If you are going to use these in production, bookmark the Sorsa Search Builder. It is a free no-login tool that lets you toggle filters visually and generates a copy-ready query string with full operator coverage. It is the fastest way to prototype before integrating into code.
Web Operators vs Official X API v2 Operators
This is the single most important thing most cheat sheets do not tell you. The X advanced search syntax that works on x.com is a superset of the operator list supported by the official X API v2 search endpoint. If you build a production pipeline on /2/tweets/search/recent and pass it min_faves:100 since:2026-01-01 filter:blue_verified, none of those three operators do anything. They are not errors. They are silently dropped.
I have seen this exact bug in three migration projects since 2024. The query "works", in the sense that it returns tweets, but the filtering you thought you had is gone. By the time someone notices, the analytics dashboard has been wrong for weeks.
Here is the operator-by-operator comparison for the ones developers actually care about:
| Operator (web syntax) | Works on x.com / Sorsa | Works on official X API v2 |
|---|---|---|
min_faves:N, min_retweets:N, min_replies:N | Yes | No (not supported at all) |
since:YYYY-MM-DD, until:YYYY-MM-DD | Yes | No (use start_time/end_time request params) |
within_time:Xd, since_id:, max_id: | Yes | No |
filter:blue_verified | Yes | No (only is:verified) |
filter:follows, filter:social | Yes (UI only) | No |
filter:has_engagement | Yes | No |
filter:images, filter:twimg, filter:videos, filter:native_video, filter:pro_video | Yes | Partial (only has:media, has:images, has:video_link) |
filter:spaces | Yes | No |
card_name:*, card_domain:, card_url: | Yes | No |
near:"city", within:Xkm, geocode: | Yes | Partial (only point_radius:, bounding_box:, place:, place_country:) |
source:client_name | Yes | No |
quoted_user_id: | Yes | No (only quotes_of_tweet_id:) |
filter:news, filter:safe | Yes | No |
Wildcard "word * word" | Yes | No |
from:, to:, @, #, $, url:, lang: | Yes | Yes |
is:retweet, is:reply, is:quote, is:verified | Yes (with slight naming differences) | Yes (these are the API v2 names) |
The biggest casualties for real work are the engagement filters (min_faves, min_retweets, min_replies) and the rich date syntax. Without min_faves:, you cannot efficiently surface viral or influential content on the API v2 side. You can pull tweets and filter client-side, but on high-volume queries you end up burning your quota on tweets you immediately discard. The cost difference compounds fast.

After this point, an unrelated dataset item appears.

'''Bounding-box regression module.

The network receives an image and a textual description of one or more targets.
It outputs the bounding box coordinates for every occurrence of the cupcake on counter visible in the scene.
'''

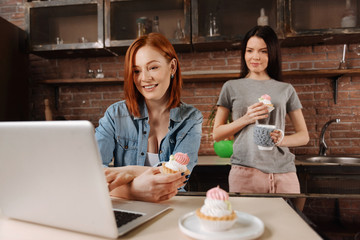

The official X API v2 also imposes hard character limits on the query itself: 512 characters for self-serve recent search, 1,024 for full-archive, and 4,096 only at enterprise tier. Web syntax and Sorsa's pass-through have no such limit beyond the practical operator cap of around 22-23 operators per query.
Disclosure: Sorsa API is our product. We have aimed to keep this comparison strictly factual; the missing-operator list is verifiable against X's own public docs on the day this article was published. For a deeper look at migration tradeoffs, see our migration guide from the official X API.
Keyword, Phrase, and Boolean Logic
These are the building blocks. Every advanced query starts here.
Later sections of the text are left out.